Some findings are obvious, as when a person drowns after their house floods during a hurricane. But some are less clear.

In other Florida counties, medical examiners added four suicides, a homicide, car crashes and several heart attacks to the state’s official hurricane death toll, determining that circumstances caused by the storm contributed to the deaths.

It is relatively common for death counts to change: In Lee County, the medical examiner decided that six deaths reported by the sheriff were not connected to Ian. Some Florida counties continued to add deaths this week, meaning the current count may not be final.

Some left home, then became trapped.

Ian Conway, 61, a retired pilot, lived in a tan one-bedroom house in a mobile home community in Estero, on the banks of the Estero River. Living in a flood-prone area, he had always assured Margot Conway, one of his two daughters, that he would go to a shelter if a serious hurricane came through.

The morning that Hurricane Ian hit, he sent an email to his siblings saying that he was headed to a shelter, Margot Conway said. But he never made it there.

Just before 7 a.m. the next day, a neighbor called her in Washington state.
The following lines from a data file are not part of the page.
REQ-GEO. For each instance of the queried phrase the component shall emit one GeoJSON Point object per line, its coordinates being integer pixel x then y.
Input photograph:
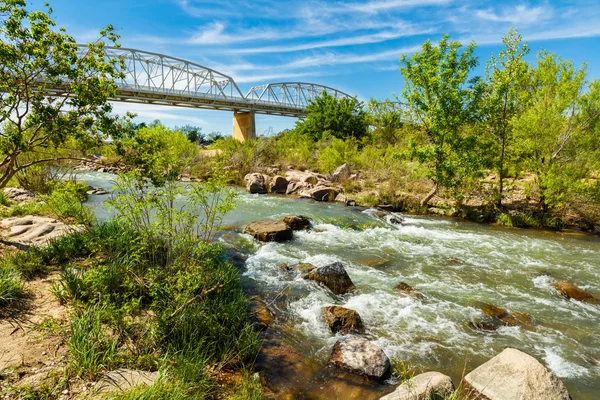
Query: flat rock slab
{"type": "Point", "coordinates": [514, 375]}
{"type": "Point", "coordinates": [423, 387]}
{"type": "Point", "coordinates": [123, 380]}
{"type": "Point", "coordinates": [34, 231]}
{"type": "Point", "coordinates": [361, 357]}
{"type": "Point", "coordinates": [270, 231]}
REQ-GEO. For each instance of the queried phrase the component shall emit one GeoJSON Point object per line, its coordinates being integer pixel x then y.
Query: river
{"type": "Point", "coordinates": [456, 265]}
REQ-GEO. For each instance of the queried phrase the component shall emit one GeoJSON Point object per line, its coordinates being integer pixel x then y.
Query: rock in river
{"type": "Point", "coordinates": [278, 184]}
{"type": "Point", "coordinates": [343, 320]}
{"type": "Point", "coordinates": [430, 385]}
{"type": "Point", "coordinates": [570, 291]}
{"type": "Point", "coordinates": [269, 230]}
{"type": "Point", "coordinates": [297, 222]}
{"type": "Point", "coordinates": [333, 276]}
{"type": "Point", "coordinates": [256, 183]}
{"type": "Point", "coordinates": [361, 357]}
{"type": "Point", "coordinates": [514, 375]}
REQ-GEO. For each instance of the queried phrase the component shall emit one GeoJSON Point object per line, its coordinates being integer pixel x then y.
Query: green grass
{"type": "Point", "coordinates": [11, 286]}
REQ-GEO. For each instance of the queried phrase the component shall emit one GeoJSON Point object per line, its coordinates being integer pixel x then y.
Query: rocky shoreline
{"type": "Point", "coordinates": [511, 374]}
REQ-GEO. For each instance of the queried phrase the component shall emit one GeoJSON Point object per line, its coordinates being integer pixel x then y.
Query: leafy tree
{"type": "Point", "coordinates": [157, 153]}
{"type": "Point", "coordinates": [330, 116]}
{"type": "Point", "coordinates": [36, 59]}
{"type": "Point", "coordinates": [193, 133]}
{"type": "Point", "coordinates": [505, 97]}
{"type": "Point", "coordinates": [442, 100]}
{"type": "Point", "coordinates": [385, 119]}
{"type": "Point", "coordinates": [558, 132]}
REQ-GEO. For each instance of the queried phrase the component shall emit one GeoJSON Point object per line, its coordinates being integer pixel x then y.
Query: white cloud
{"type": "Point", "coordinates": [519, 15]}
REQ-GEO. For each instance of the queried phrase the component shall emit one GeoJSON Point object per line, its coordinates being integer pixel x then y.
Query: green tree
{"type": "Point", "coordinates": [442, 100]}
{"type": "Point", "coordinates": [505, 96]}
{"type": "Point", "coordinates": [385, 119]}
{"type": "Point", "coordinates": [558, 132]}
{"type": "Point", "coordinates": [157, 152]}
{"type": "Point", "coordinates": [330, 116]}
{"type": "Point", "coordinates": [51, 91]}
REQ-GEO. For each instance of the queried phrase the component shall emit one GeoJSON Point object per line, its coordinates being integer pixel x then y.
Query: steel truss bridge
{"type": "Point", "coordinates": [152, 78]}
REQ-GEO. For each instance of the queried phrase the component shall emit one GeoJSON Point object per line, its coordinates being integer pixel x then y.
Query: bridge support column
{"type": "Point", "coordinates": [244, 126]}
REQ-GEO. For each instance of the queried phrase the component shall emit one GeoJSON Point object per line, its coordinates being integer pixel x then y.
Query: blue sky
{"type": "Point", "coordinates": [353, 46]}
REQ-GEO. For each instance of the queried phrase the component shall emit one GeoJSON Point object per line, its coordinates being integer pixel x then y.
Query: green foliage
{"type": "Point", "coordinates": [442, 100]}
{"type": "Point", "coordinates": [91, 346]}
{"type": "Point", "coordinates": [32, 46]}
{"type": "Point", "coordinates": [157, 152]}
{"type": "Point", "coordinates": [330, 116]}
{"type": "Point", "coordinates": [11, 286]}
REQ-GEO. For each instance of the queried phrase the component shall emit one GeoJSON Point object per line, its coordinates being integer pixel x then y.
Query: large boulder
{"type": "Point", "coordinates": [570, 291]}
{"type": "Point", "coordinates": [256, 183]}
{"type": "Point", "coordinates": [341, 173]}
{"type": "Point", "coordinates": [514, 375]}
{"type": "Point", "coordinates": [322, 193]}
{"type": "Point", "coordinates": [343, 320]}
{"type": "Point", "coordinates": [124, 380]}
{"type": "Point", "coordinates": [260, 316]}
{"type": "Point", "coordinates": [430, 385]}
{"type": "Point", "coordinates": [278, 184]}
{"type": "Point", "coordinates": [361, 357]}
{"type": "Point", "coordinates": [18, 195]}
{"type": "Point", "coordinates": [297, 222]}
{"type": "Point", "coordinates": [33, 230]}
{"type": "Point", "coordinates": [333, 276]}
{"type": "Point", "coordinates": [269, 230]}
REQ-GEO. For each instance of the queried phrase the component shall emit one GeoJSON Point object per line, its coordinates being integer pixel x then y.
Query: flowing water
{"type": "Point", "coordinates": [457, 265]}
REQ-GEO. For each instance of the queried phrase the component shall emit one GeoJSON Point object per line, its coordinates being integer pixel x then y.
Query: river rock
{"type": "Point", "coordinates": [18, 195]}
{"type": "Point", "coordinates": [570, 291]}
{"type": "Point", "coordinates": [260, 316]}
{"type": "Point", "coordinates": [407, 289]}
{"type": "Point", "coordinates": [124, 380]}
{"type": "Point", "coordinates": [514, 375]}
{"type": "Point", "coordinates": [343, 320]}
{"type": "Point", "coordinates": [256, 183]}
{"type": "Point", "coordinates": [341, 173]}
{"type": "Point", "coordinates": [361, 357]}
{"type": "Point", "coordinates": [278, 184]}
{"type": "Point", "coordinates": [322, 193]}
{"type": "Point", "coordinates": [429, 385]}
{"type": "Point", "coordinates": [269, 230]}
{"type": "Point", "coordinates": [297, 222]}
{"type": "Point", "coordinates": [33, 230]}
{"type": "Point", "coordinates": [333, 276]}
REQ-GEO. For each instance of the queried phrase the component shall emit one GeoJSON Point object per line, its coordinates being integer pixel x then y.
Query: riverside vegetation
{"type": "Point", "coordinates": [150, 290]}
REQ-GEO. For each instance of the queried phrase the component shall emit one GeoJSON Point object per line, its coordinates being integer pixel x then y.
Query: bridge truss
{"type": "Point", "coordinates": [153, 78]}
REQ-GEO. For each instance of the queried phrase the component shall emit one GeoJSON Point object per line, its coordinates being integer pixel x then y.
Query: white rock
{"type": "Point", "coordinates": [514, 375]}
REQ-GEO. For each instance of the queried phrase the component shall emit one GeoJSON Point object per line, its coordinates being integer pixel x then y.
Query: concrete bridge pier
{"type": "Point", "coordinates": [244, 126]}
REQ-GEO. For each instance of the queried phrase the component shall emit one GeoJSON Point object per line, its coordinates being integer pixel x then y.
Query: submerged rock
{"type": "Point", "coordinates": [270, 231]}
{"type": "Point", "coordinates": [260, 316]}
{"type": "Point", "coordinates": [297, 222]}
{"type": "Point", "coordinates": [361, 357]}
{"type": "Point", "coordinates": [256, 183]}
{"type": "Point", "coordinates": [514, 375]}
{"type": "Point", "coordinates": [278, 184]}
{"type": "Point", "coordinates": [341, 173]}
{"type": "Point", "coordinates": [18, 195]}
{"type": "Point", "coordinates": [570, 291]}
{"type": "Point", "coordinates": [333, 276]}
{"type": "Point", "coordinates": [429, 385]}
{"type": "Point", "coordinates": [343, 320]}
{"type": "Point", "coordinates": [124, 380]}
{"type": "Point", "coordinates": [407, 289]}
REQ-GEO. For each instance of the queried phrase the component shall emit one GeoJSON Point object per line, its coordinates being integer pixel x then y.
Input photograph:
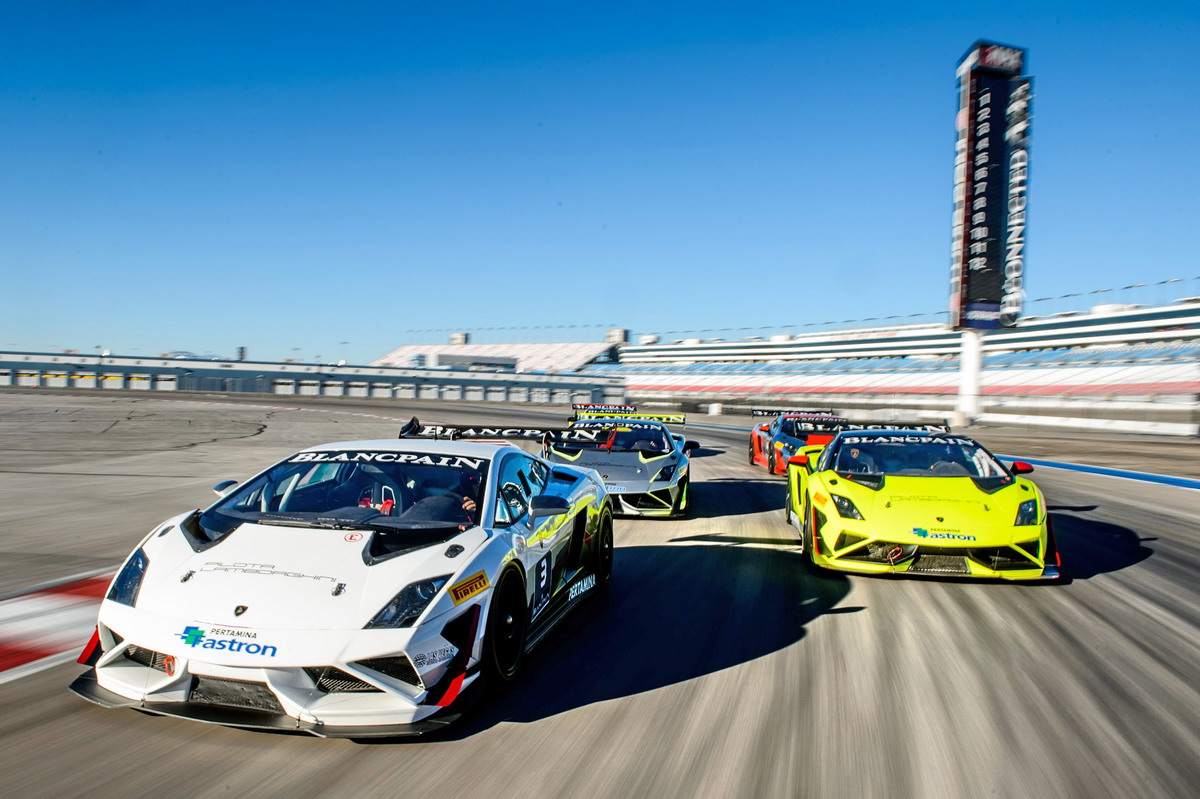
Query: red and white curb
{"type": "Point", "coordinates": [48, 625]}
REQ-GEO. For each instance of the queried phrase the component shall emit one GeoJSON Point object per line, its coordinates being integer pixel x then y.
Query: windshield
{"type": "Point", "coordinates": [915, 456]}
{"type": "Point", "coordinates": [359, 488]}
{"type": "Point", "coordinates": [627, 438]}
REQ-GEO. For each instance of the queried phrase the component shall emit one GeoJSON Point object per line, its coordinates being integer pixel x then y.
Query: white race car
{"type": "Point", "coordinates": [353, 589]}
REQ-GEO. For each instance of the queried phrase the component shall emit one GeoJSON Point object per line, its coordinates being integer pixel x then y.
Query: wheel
{"type": "Point", "coordinates": [805, 530]}
{"type": "Point", "coordinates": [604, 554]}
{"type": "Point", "coordinates": [681, 505]}
{"type": "Point", "coordinates": [507, 623]}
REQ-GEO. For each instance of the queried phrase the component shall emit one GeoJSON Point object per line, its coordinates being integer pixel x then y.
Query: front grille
{"type": "Point", "coordinates": [399, 668]}
{"type": "Point", "coordinates": [234, 694]}
{"type": "Point", "coordinates": [939, 564]}
{"type": "Point", "coordinates": [653, 500]}
{"type": "Point", "coordinates": [882, 552]}
{"type": "Point", "coordinates": [335, 680]}
{"type": "Point", "coordinates": [849, 540]}
{"type": "Point", "coordinates": [149, 658]}
{"type": "Point", "coordinates": [1003, 558]}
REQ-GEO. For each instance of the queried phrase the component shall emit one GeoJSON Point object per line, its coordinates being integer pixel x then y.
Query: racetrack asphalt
{"type": "Point", "coordinates": [719, 666]}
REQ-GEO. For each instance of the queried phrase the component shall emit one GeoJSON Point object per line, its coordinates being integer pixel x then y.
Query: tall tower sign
{"type": "Point", "coordinates": [991, 162]}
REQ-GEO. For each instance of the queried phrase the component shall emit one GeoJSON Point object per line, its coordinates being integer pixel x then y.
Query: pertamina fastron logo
{"type": "Point", "coordinates": [227, 640]}
{"type": "Point", "coordinates": [922, 533]}
{"type": "Point", "coordinates": [465, 589]}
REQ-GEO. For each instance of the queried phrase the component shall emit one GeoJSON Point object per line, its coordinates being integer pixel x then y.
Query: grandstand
{"type": "Point", "coordinates": [571, 356]}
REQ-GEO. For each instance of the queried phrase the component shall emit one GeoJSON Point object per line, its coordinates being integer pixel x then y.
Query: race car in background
{"type": "Point", "coordinates": [772, 443]}
{"type": "Point", "coordinates": [588, 412]}
{"type": "Point", "coordinates": [354, 589]}
{"type": "Point", "coordinates": [645, 467]}
{"type": "Point", "coordinates": [909, 499]}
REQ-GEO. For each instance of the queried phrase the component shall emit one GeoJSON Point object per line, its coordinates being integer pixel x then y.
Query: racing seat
{"type": "Point", "coordinates": [370, 487]}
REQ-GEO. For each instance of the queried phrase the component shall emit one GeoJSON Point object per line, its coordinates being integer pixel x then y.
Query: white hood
{"type": "Point", "coordinates": [286, 577]}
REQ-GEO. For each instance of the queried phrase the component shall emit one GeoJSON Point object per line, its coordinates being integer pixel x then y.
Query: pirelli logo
{"type": "Point", "coordinates": [469, 587]}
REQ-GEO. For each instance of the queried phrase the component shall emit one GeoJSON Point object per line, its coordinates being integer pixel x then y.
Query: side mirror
{"type": "Point", "coordinates": [544, 505]}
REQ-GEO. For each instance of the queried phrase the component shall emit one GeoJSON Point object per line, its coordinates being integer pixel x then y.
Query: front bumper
{"type": "Point", "coordinates": [858, 552]}
{"type": "Point", "coordinates": [87, 686]}
{"type": "Point", "coordinates": [648, 499]}
{"type": "Point", "coordinates": [383, 682]}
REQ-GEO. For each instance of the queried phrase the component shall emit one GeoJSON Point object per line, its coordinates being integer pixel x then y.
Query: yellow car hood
{"type": "Point", "coordinates": [945, 511]}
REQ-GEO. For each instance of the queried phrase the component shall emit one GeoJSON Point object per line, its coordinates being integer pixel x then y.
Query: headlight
{"type": "Point", "coordinates": [407, 605]}
{"type": "Point", "coordinates": [127, 584]}
{"type": "Point", "coordinates": [845, 508]}
{"type": "Point", "coordinates": [1027, 514]}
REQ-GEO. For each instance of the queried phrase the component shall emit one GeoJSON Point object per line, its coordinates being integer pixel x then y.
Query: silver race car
{"type": "Point", "coordinates": [643, 464]}
{"type": "Point", "coordinates": [353, 589]}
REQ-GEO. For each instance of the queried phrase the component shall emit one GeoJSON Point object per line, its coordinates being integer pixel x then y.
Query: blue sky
{"type": "Point", "coordinates": [325, 179]}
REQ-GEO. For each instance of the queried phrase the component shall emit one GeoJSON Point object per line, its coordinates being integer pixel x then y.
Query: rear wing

Her father had been found dead from drowning, draped over a bench at the shuffleboard court across the street from his home.

His death was one of several in which people left home, either to seek shelter, make final preparations or assess damage, only to wind up becoming victims.

This past summer, Ian Conway’s health had worsened. Margot Conway, an emergency room nurse, had urged her father to go into assisted living, but he wanted to live on his own.

Ten days after the hurricane, she spent a quiet moment at the funeral home with her father’s remains, playing his favorite song by The Smiths.

“I got to say goodbye,” she said. “I didn’t think I was going to be able to.”